Gov. Pat Quinn's life would be easier, too, if he could just let us gorge on tax breaks, pensions and government services instead of dishing out the difficult-to-swallow truth.
But Quinn stood before the Illinois Legislature on Wednesday afternoon, sounding very much like a dad who was putting his foot down.
He scolded those politicians who have wasted money, or at least been spending more of it every year on programs that we didn't have enough tax dollars to afford. Then he moved on to what we're going to do about it.
People don't want a tax hike anymore than kids want another helping of green beans. But a tax hike might prove good for us. People don't want to cut state programs anymore than kids want early bedtimes either, but we have to.
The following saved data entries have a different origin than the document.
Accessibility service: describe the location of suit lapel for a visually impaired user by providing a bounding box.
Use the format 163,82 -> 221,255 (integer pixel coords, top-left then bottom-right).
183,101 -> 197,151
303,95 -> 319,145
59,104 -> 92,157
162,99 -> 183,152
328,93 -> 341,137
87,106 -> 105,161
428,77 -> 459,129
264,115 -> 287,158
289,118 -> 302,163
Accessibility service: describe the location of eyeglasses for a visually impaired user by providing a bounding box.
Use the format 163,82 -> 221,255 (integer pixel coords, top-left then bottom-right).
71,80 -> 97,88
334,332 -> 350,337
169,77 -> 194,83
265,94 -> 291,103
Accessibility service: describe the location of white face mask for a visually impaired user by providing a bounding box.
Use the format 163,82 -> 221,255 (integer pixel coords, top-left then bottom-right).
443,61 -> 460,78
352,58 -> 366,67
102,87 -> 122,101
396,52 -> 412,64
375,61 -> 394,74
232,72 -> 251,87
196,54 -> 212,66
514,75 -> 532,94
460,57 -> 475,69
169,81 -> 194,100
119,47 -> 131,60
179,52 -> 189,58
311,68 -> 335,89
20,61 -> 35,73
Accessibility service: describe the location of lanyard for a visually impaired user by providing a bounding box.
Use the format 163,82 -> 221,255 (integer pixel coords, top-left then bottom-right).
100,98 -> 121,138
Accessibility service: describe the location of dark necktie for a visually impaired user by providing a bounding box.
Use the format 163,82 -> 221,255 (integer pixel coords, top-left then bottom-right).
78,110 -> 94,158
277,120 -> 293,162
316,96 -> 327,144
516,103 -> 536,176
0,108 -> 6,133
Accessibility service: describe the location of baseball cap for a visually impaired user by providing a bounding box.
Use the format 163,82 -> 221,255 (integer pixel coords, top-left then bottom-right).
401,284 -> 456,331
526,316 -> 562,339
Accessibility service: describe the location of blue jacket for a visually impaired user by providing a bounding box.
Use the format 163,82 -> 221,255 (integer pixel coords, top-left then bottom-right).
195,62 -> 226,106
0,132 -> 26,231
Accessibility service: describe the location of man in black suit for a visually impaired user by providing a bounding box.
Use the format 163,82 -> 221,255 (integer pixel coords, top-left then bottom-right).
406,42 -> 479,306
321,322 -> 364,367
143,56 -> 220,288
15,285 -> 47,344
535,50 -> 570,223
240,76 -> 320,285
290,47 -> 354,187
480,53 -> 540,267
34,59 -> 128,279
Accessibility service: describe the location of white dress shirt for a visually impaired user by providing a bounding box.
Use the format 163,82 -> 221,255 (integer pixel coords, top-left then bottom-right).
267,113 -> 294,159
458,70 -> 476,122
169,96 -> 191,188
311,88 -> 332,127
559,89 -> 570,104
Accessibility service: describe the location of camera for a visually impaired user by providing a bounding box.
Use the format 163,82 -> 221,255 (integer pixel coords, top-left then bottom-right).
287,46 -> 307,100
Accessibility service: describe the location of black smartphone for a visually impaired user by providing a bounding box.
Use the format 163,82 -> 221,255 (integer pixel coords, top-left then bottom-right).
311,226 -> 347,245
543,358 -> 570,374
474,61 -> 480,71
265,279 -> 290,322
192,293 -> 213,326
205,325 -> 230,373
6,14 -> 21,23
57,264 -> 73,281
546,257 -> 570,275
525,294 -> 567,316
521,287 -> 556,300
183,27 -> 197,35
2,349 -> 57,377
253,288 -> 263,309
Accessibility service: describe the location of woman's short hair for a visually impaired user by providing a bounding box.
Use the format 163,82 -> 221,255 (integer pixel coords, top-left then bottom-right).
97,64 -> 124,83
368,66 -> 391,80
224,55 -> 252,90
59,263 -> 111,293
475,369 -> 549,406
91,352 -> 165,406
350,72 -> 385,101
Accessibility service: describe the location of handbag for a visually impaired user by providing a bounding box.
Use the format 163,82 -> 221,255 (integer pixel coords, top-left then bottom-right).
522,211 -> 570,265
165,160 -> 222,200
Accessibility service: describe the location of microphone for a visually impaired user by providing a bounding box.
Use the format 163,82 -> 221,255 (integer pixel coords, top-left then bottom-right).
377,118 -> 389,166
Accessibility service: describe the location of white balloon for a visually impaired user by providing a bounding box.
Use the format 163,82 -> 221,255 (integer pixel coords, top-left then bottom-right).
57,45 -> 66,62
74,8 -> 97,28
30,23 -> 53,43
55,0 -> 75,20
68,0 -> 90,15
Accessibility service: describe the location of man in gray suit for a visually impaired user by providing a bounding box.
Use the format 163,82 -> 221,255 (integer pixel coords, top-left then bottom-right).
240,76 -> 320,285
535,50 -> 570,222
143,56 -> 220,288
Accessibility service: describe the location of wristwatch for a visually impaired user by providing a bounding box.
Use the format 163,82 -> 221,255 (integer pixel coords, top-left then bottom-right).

"To save our state, we have to make tough choices," Quinn said, noting we have an $11.5 billion deficit.
The complaints about program cuts and tax increases started even before Quinn's speech. Disgraced Rod Blagojevich brags about how he didn't raise the taxes we needed to fund his programs. But we need to realize that our Illinois family is better off than some.
When it comes to our state and local tax "burden," Illinois residents haven't been paying nearly as much as some states.
"You're doing a little better than average," says Josh Barrow, a staff economist with the Tax Foundation, a nonpartisan research group that started during the Great Depression with the goal of thinking taxes should be simple, stable, transparent, neutral and pro-growth.
Our state ranks 30th among the 50 states in the amount of local and state taxes we pay. Illinoisans pay less in state and local taxes than most Americans. While it may seem that more and more of our income goes to taxes each year, we actually are paying the same percentage in taxes that we paid in 1981 and less than we paid throughout most of the 1990s.
Our current state income tax of 3 percent qualifies Illinois as 10th-lowest rate when it comes to individual income tax burden, "and the nine states above you don't have any tax," Barrow says.
If legislators approve Quinn's request to raise that to 4.5 percent, we'll still be in the middle of the pack, Barrow says.
When it comes to business, Illinois is rated as the 23rd-friendliest state for businesses now, Barrow says. With Quinn's corporate tax hike, Illinois would drop to 31st.
You can suggest we should be the state with the lowest tax burden on residents and the best environment for business, but you must acknowledge that we certainly aren't the worst in either of those categories.
As home-owning suburbanites know very well, the state income tax is a drop in the bucket compared to property taxes. When it comes to the highest burden of property taxes, Illinois ranks 10th of the 50 states. Suburbanites also will carry the heavy load for the Quinn plan that gives higher income taxes to any family of four making nearly $61,000 a year.
"Nearly every state has a budget deficit this year," Barrow says. "Most states are getting through this without broad-based tax increases."
Illinois doesn't have that luxury. Quinn already is defending his role as a tax-and-cut Democrat. Even if he's right, it's a tough sell.
Unlike we suburban dads, he doesn't have the luxury of dismissing all those who question his strategy by saying, "Because I said so."